Vehicle-to-Vehicle Communications Hearing

This afternoon the House Energy and Commerce Committee updated their web site for Thursday’s hearing on vehicle-to-vehicle (V2V) communications. The site now has a witness list, copies of the witnesses’ written testimony (NHTSA testimony is not yet available) and a Committee Staff document discussing the issues to be covered at the hearing.

The witness list includes:

Nat Beuse, National Highway Transportation Safety Administration (NHTSA);
Barry Einsig, Cisco;
Harry Lightsey, General Motors;
David St. Amant, Econolite Group, Inc; and
Peter Sweatman, University of Michigan Transportation Research Institute

There are a number of issues that will be discussed during this hearing. According to the staff document those issues will include answering the following questions (pgs 6-7):

How will a rulemaking requiring V2V communications in new vehicles impact used cars on the road today?
What driver education is necessary to prepare drivers to operate vehicles equipped with V2V capability?
How does the implementation of V2V technology foster the development of vehicle automation technologies?
How is the auto industry preparing a rollout that will allow this technology to evolve? Will any technological evolution require ongoing government oversight?
What is a realistic timeframe by which drivers will see the benefits of this technology?

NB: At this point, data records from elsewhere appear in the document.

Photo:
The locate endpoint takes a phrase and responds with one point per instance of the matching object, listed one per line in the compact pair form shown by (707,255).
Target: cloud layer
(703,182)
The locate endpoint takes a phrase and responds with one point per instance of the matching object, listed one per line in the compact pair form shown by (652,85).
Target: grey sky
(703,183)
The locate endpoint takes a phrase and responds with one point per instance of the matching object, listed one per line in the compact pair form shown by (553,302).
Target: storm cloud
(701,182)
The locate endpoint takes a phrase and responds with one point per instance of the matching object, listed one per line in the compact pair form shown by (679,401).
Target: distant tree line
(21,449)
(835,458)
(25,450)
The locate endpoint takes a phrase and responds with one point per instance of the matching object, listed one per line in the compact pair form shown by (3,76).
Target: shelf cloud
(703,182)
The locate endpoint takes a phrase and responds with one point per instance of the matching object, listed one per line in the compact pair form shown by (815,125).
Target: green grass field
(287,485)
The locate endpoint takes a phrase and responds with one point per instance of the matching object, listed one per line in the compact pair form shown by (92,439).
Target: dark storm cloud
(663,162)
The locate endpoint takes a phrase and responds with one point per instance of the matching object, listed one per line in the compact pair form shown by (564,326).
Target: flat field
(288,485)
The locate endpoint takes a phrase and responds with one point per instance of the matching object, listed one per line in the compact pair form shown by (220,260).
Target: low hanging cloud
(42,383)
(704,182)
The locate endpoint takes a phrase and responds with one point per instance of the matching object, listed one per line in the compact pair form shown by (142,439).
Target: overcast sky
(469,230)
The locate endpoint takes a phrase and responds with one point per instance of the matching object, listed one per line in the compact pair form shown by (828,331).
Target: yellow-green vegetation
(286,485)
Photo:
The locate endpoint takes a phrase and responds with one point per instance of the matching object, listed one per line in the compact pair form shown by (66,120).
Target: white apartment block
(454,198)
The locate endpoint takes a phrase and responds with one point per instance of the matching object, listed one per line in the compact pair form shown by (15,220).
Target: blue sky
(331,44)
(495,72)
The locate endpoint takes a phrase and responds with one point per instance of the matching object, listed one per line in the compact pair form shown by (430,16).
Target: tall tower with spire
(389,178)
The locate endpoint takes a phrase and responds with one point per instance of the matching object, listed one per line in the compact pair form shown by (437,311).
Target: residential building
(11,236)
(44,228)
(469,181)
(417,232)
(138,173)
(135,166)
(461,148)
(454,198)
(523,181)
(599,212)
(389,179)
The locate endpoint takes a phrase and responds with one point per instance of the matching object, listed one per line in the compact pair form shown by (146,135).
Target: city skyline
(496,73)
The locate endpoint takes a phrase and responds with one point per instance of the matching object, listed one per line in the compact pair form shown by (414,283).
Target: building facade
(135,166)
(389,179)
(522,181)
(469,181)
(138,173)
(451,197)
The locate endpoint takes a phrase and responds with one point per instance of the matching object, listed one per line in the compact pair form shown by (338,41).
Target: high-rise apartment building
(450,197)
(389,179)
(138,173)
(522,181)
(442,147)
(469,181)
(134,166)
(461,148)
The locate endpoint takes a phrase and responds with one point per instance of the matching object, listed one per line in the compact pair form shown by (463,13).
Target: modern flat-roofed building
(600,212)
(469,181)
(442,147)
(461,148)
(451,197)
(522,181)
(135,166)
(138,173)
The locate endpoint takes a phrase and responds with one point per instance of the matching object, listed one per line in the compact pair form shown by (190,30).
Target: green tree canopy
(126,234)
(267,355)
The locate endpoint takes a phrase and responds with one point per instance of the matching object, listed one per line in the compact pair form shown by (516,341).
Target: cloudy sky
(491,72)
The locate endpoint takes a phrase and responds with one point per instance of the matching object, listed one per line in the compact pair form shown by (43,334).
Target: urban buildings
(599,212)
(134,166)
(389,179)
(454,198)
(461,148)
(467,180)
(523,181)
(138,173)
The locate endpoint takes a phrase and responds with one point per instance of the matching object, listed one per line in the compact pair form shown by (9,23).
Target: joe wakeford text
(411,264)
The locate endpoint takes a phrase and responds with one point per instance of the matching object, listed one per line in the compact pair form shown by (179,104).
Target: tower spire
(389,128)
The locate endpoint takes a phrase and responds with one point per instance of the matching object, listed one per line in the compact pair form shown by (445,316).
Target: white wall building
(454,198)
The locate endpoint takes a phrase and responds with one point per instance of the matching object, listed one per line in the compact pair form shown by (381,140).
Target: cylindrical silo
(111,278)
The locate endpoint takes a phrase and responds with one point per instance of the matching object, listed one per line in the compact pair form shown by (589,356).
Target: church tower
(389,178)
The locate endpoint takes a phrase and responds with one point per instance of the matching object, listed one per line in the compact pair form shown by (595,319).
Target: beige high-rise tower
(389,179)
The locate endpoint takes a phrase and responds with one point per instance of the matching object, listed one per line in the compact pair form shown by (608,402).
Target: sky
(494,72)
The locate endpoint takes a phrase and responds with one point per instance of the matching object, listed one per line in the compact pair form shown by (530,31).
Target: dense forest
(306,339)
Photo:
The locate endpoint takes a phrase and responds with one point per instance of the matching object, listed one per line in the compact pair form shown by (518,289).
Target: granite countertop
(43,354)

Readers of this blog will quickly note that there is no specific mention of cybersecurity issues in the list above. The staff background document does note that NHTSA has made attempts to address the cybersecurity and personal information protection issues potentially associated with the V2V program. Following the comment period on their advance notice of proposed rulemaking (ANPRM) last year NHTSA issued a request for information (RFI) about the development and governance of a “Security Credential Management System” (SCMS) for the system.

There is at least a mention of these SCMS issues in the written testimony:

Einsig – “This network needs interoperability, standards-based technology, as well as a tested architecture for delivering a highly secure, mobile, and high availability solution.” (pg 3)

Lightsey – “National and international standards must be adopted to insure interoperability of V2V systems deployed by all auto makers and those deploying related V2I systems. A scaleable and operational security credential management system must be developed.” (pg 3)

St. Amant – “Efforts underway to create a Security Credential Management System (SCMS) for connected vehicles are critically important.” (pg 5)

Sweatman – “Current gaps requiring federal support include: Cyber-security solutions that suit both the vehicle and the infrastructure.” (pg 8)

In point of fact, these are the only significant mentions of cybersecurity issues in the four written testimonies submitted to the Committee. Of more concern is the fact that according to Sweatman Michigan has already constructed its first V2V/V2I enabled stretch of public road and Mr. Lightsey is announcing that GM will begin to sell its first V2V equipped vehicle, the 2017 Cadillac CTS, next year. Both of these have taken place before there is an established and accepted SCMS.